Saturday, May 31, 2014



Jon Favreau, John Leguizamo


May 9, 2014 (NY/LA)
May 16, 2014 (EXPANDED)

Jon Favreau

Open Road Films

1 hour 54 minutes



I was honestly taken by surprise by not only how fresh and sweet Jon Favreau's return to indie filmmaking, "Chef," was, but also how much it incorporated social media into the plot.  Popular sites and apps such as Twitter and Vine are all incorporated into the film's narrative, and it actually helps to move the story along.  This film is about Carl Casper, one of the most renowned chefs in all of Los Angeles.  After having a massive breakdown in front of a prestigious food critic, as well as the hundreds of people around him with their cell phones recording him, Casper travels across the country with his son and supportive ex-wife down to Miami in order to open a food truck business.  The plot might sound a little generic and nothing special, but there's more to this little indie gem that meets the eye.

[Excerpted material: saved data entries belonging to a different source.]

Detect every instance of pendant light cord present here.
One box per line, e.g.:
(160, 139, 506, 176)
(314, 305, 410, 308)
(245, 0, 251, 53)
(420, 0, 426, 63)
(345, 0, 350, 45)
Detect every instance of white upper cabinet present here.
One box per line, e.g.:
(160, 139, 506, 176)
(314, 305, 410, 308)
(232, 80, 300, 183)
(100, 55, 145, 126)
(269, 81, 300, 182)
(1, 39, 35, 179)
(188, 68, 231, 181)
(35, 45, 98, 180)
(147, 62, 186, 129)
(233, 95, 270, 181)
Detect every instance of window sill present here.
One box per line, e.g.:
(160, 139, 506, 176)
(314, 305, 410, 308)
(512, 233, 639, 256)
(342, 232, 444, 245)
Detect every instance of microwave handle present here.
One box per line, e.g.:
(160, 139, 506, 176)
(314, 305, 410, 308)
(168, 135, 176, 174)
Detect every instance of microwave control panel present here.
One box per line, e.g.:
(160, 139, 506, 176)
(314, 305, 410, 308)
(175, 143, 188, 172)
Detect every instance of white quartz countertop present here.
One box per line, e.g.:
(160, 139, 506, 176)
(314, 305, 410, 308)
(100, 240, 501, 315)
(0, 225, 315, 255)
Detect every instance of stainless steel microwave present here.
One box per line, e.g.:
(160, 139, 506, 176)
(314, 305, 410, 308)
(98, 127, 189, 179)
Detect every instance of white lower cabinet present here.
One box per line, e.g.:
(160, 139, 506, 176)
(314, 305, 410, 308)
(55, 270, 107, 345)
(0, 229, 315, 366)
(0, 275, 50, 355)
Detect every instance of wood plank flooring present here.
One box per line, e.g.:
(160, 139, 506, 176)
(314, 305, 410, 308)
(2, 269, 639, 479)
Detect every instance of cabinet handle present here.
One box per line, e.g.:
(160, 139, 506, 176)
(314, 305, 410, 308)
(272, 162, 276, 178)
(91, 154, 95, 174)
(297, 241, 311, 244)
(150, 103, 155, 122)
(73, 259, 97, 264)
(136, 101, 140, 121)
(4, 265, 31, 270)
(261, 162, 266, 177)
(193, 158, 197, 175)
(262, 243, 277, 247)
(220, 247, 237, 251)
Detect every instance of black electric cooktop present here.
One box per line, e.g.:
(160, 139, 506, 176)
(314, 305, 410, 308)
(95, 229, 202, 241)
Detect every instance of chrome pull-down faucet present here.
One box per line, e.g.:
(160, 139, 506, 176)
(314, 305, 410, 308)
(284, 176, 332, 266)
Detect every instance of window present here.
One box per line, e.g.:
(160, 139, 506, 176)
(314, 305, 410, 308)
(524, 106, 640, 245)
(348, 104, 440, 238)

The acting from everyone, regardless of how large or small their parts are, is great and a lot of fun to watch.  The film, in a way, serves as a metaphor for John Favreau returning to his "roots," meaning his independent film roots from the 90s after years of working on movies like "Iron Man" for the past decade or so.  To me, this movie as a whole is the definition of a modern crowd-pleaser, and the reason for that is because it's so hard not to smile during this movie thanks to its uplifting nature.  Despite the R rating, which is mostly for language, this is a great movie to see with the family.  Despite the ending being rushed and the movie itself having one or two plot holes in there that come to mind, "Chef" is a great little gem that is just as smart and crafty as it is charming and funny.  But, just a suggestion for those who do go see this, this two hour flick will make you hungry thanks to the incredible looking food made on screen.  My suggestion: either have a nice meal before seeing this movie or grab a quick little bite after the film ends.